We went to see Eric Clapton play last Sunday in San Jose. When the tickets went on sale, I was torn between getting tickets for the Sacramento concert or the one in San Jose. As it turns out, I'm glad we went to the San Jose concert as it was the last one that Derek Trucks was playing slide guitar with EC - Trucks left the tour after that show to go back and tour with his own band.
Contrary to the smarmy, snarky review by Joel Selvin in the SF Chronicle, in my opinion the concert was great, Clapton was in good form and is enjoying the fruits of his labors over nearly 45 years in his own way.
First off, Robert Cray opened for Clapton, playing a 30 to 35 minute set. I've seen Cray probably at least 50 times over the years, maybe more. He's from Tacoma and about my age, so when I was underage, so was he. Growing up in Seattle, there weren't all that many places for under-21s to hang out, one of them being a roller skating place in Lake Hills, east of Bellevue. Most NW bands eventually made their way to Lake Hills and Robert Cray played there often, probably once every 6 weeks or so. Interesting trivia - Heart with Ann and Nancy Wilson played there about as often. This was 1972 - 1974 or so, so well before Barracuda, etc, when Heart's career took off.
Anyway, Cray is an interesting guitarist, especially in contrast to Clapton. He's definitely old-school hard driving Chicago Blues. Even on rippingly fast solos, he attacks each note, with huge string-bending vibratos. His strat must be a bitch to keep in tune because he's often bending notes up 3 tones or more. Cray's got classic blues style, not complicated but true to its roots. But he doesn't venture out of his style. That said, he's achieved huge crossover success over the years.
Clapton's style is unpretentious - when he came out, there wasn't any announcement, a few band members wander out on stage in the dark, followed by Clapton, who starts to play as soon as he enters the stage, before the lights are even up. Clapton's style is almost the exact opposite of Cray's. He's amazingly fast, but rather than a huge attack on each note, his fingers glide over the neck and it looks almost like he's barely touching the frets for each note. Hard to describe, it's almost like his hand is falling across the neck. Similarly, his right hand work is light and precise.
Clapton arranged the songs to give Doyle Bramhall and Derek Trucks plenty of room to show off. Bramhall is a decent guitarist, but he suffered from being on with Derek Trucks, who's probably the best guitarist under 40 years old right now, and without question the best slide guitar player in the world. Trucks is amazing - beautiful control, brilliant improvising. His right hand technique is really strange - he plays without a pick, playing the lower strings with his thumb, but plucking the string - definitely pulling the string out and snapping it back. The upper strings he plays with a fingerpicking style that looks like a two-finger bass playing style - his hand is virtually 90 degrees to the strings instead of the 45 degree or so angle that fingerpickers use. He's simply amazing - I could see why Trucks was on the cover of Rolling Stone recently as one of the new guitar gods, what's not understandable was why John Mayer was on the cover with him.

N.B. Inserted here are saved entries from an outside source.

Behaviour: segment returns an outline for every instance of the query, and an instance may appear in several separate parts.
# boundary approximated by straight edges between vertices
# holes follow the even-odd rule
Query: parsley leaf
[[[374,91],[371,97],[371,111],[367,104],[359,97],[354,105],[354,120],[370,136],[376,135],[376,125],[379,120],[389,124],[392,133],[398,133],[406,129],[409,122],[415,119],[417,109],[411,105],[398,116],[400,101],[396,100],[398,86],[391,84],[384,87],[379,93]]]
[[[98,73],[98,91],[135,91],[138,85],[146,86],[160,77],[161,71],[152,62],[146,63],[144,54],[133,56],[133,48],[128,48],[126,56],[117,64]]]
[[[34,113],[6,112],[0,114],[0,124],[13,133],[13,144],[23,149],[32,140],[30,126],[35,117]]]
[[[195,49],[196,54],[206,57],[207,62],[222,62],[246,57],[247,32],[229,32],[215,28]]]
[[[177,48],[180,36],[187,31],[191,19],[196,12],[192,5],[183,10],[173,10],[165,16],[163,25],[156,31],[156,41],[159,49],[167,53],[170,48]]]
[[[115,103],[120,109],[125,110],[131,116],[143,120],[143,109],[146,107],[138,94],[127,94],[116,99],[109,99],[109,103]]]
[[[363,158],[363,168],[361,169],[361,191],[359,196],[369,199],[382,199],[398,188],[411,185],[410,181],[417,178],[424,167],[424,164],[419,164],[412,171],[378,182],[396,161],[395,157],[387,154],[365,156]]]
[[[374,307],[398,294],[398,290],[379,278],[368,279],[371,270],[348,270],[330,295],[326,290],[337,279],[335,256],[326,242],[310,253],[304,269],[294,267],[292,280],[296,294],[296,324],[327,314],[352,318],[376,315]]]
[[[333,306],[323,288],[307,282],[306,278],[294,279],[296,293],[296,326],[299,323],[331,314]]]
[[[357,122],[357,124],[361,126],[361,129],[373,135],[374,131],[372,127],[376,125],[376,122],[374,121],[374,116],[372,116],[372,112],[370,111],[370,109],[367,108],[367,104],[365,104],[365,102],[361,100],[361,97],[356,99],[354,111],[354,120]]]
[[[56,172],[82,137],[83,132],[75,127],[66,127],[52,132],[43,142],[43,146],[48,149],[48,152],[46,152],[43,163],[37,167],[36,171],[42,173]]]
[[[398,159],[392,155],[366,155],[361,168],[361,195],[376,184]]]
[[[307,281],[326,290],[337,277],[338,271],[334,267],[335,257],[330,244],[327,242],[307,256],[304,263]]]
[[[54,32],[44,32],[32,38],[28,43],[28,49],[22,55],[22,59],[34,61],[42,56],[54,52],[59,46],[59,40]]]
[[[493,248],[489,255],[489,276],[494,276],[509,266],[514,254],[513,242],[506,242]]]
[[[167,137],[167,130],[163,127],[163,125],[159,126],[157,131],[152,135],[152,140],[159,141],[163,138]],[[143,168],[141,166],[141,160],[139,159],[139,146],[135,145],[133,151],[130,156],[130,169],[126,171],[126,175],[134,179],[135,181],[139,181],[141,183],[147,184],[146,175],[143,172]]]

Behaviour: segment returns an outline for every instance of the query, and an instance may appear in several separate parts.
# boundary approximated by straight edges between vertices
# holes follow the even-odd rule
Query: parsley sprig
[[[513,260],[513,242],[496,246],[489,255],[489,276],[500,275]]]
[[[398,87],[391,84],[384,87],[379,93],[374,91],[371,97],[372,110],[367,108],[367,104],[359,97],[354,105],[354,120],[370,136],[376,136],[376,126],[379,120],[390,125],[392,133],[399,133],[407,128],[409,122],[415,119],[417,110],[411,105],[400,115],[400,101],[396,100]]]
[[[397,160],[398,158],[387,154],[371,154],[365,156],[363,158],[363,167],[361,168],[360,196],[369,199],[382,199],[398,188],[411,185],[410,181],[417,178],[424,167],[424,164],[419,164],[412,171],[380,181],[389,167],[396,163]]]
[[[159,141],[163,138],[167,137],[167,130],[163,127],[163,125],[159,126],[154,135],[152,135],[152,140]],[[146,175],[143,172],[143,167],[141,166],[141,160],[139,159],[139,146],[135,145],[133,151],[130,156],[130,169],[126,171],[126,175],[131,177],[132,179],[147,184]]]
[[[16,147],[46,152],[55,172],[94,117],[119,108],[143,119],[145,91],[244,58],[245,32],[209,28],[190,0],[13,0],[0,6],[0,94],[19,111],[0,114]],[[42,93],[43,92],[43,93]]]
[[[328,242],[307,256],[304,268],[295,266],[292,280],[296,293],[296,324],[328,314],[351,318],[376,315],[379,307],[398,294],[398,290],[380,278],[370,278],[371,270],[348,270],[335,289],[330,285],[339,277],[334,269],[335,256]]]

Here's my rebuttal to Selvin's review of the concert. While Clapton was one of the original guitar gods of the 60s (after the memorable graffiti that "Clapton is God" in London in the 60s), he never really assumed the mantle in the way that, say Hendrix, Jeff Beck, Jimmy Page or, later on, Eddie Van Halen did. It was defintely more thrust on him than he reached out for it. Maybe he was never comfortable with it. I don't think his music was ever really about straight rock and roll, he incorporated updated blues motifs and specfically covers of Robert Johnson and Muddy Waters songs from his Yardbirds days forward. In the 70s he reached out to incorporate reggae elements (I Shot the Sheriff, etc.). In the 80s he turned everything upside down to going acoustic - MTV's Unplugged really owes its existence to Clapton's early Unplugged show - and a true return to his blues roots (actually maybe not a return to his blues roots, but someone's). His most recent projects have been the CD covers of Robert Johnson and his newest CD collaborating with JJ Cale.
I'm positing that it's never really been about being the guy at the center of the stage, it's really been about his love for the music. He's shown a lot of confidence in his own skills to surround himself with people like Cray and Trucks, both technical players who are headlining other places. And maybe now in the last few years (who knows how long EC will play, but he's definitely in the last 1/3 or 1/4 of his career), he's satisfied with playing music he wants to hear with people he wants to play with, exposing those people to a wider audience than they might otherwise see at this stage of their careers, and exposing audiences to roots blues that they otherwise not hear. And maybe that's enough.